- Study provides novel evidence for the effects of metabolic dysfunctions on brain function using the rat model of metabolic syndrome induced by high fructose intake.
- Study describes that the deleterious consequences of unhealthy dietary habits can be partially counteracted by dietary supplementation of n-3 fatty acid.
- High sugar consumption impaired cognitive abilities and disrupted insulin signalling by engaging molecules associated with energy metabolism and synaptic plasticity; in turn, the presence of docosahexaenoic acid, an n-3 fatty acid, restored metabolic homeostasis.
- These findings expand the concept of metabolic syndrome affecting the brain and provide the mechanistic evidence of how dietary habits can interact to regulate brain functions, which can further alter lifelong susceptibility to the metabolic disorders.
The concept of metabolic syndrome has been mainly associated with the body, and here we introduce this concept with respect to the brain. We provided evidence supporting the harmful impact of the metabolic syndrome on the brain, impacting synaptic plasticity and cognitive function. Our results show the impact of dietary n-3 deficiency on brain function, using a mechanism centred on the action of insulin signalling, energy metabolism and membrane homeostasis. The deficiency of dietary n-3 increases vulnerability to impaired cognitive functions, and intake of a high fructose diet exacerbates this condition. It is encouraging that the presence of the n-3 diet was sufficient to buffer the effects of metabolic dysfunction.

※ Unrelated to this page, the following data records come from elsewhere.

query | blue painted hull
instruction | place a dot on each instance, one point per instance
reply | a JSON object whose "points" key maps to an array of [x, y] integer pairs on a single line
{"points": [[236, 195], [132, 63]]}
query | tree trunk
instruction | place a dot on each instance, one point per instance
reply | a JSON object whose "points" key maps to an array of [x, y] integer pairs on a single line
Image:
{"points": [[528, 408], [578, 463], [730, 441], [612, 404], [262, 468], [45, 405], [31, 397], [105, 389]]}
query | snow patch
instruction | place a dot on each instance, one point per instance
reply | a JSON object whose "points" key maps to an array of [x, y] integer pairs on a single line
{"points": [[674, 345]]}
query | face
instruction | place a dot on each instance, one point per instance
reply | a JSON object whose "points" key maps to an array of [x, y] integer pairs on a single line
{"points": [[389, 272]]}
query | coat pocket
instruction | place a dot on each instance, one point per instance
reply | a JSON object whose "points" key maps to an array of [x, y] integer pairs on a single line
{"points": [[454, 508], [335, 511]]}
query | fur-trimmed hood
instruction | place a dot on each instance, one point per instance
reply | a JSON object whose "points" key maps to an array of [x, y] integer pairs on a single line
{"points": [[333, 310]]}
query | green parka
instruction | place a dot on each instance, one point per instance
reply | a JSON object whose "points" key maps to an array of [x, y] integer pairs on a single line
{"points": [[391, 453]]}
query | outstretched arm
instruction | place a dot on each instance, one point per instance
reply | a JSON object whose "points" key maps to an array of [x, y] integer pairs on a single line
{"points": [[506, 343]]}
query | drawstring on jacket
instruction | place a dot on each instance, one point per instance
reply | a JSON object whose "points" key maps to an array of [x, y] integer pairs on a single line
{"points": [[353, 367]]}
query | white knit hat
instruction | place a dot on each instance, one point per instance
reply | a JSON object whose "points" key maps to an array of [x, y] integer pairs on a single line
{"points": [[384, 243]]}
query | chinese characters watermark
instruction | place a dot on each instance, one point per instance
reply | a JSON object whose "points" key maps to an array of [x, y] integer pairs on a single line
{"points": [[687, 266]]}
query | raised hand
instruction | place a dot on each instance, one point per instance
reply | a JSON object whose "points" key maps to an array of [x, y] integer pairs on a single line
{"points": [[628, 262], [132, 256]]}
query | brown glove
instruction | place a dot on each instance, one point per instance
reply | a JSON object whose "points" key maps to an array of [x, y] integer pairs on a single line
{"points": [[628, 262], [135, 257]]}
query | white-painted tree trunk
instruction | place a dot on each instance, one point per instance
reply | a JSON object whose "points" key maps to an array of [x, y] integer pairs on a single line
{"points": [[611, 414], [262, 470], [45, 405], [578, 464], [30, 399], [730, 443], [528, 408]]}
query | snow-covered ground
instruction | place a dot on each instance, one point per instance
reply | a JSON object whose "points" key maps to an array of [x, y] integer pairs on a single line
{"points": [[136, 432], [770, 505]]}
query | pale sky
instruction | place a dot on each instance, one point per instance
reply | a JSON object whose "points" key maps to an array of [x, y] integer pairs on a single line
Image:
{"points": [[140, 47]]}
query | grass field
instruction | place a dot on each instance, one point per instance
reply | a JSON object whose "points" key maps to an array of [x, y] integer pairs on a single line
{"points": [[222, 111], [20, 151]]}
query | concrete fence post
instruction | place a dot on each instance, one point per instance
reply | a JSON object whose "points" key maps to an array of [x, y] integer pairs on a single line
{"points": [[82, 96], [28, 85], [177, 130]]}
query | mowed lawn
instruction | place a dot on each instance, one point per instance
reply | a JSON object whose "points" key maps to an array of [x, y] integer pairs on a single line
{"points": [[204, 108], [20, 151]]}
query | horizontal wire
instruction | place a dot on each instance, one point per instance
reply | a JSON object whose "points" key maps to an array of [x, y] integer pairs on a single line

Overall, our results provide mechanistic evidence for how dietary factors can interact to regulate brain plasticity, which can further alter lifelong susceptibility to metabolic disorders. In terms of public health, these results support the encouraging possibility that healthy diets can attenuate the action of unhealthy diets such that the right combination of foods is crucial for a healthy brain.
Proposed mechanism by which insulin resistance leads to disruption of brain metabolism with subsequent effects on synaptic plasticity and cognition. It is also depicted how dietary n-3 fatty acid content in the diet may influence the vulnerability to metabolic dysfunction.
Abundant consumption of fructose leads to an increase in triglyceride and insulin levels in the body, which can affect brain function after crossing the blood–brain barrier. The changes in membrane n-3 and n-6 fatty acids may alter the membrane fluidity, thereby disrupting membrane insulin receptor function. This, in turn, can influence downstream insulin receptor cascades such as IRS-1, Akt and CREB, leading to alteration in synaptic plasticity and cognition. Release of n-6 arachidonic acid from the phospholipid membrane by phospholipase A2 (PLA2) and subsequent peroxidation result in the generation of 4-HNE, which produces alterations in insulin receptor signalling via inhibiting Akt signalling.
These alterations can result in abnormal neuronal signalling, which can reduce learning capacity and other functions that rely on synaptic plasticity and neuronal excitability. Dietary components can also affect mitochondrial energy production by modulating energy molecules LKB1, AMPK and Sir2, which are important for maintaining neuronal excitability and synaptic function via CREB. Regulation of synaptic functions by dietary intervention can also be directly mediated by synapsin I and synaptophysin (SYP).
These events are important for our understanding of how dietary factors can interact to regulate brain plasticity, and how dietary management can be used to promote brain health.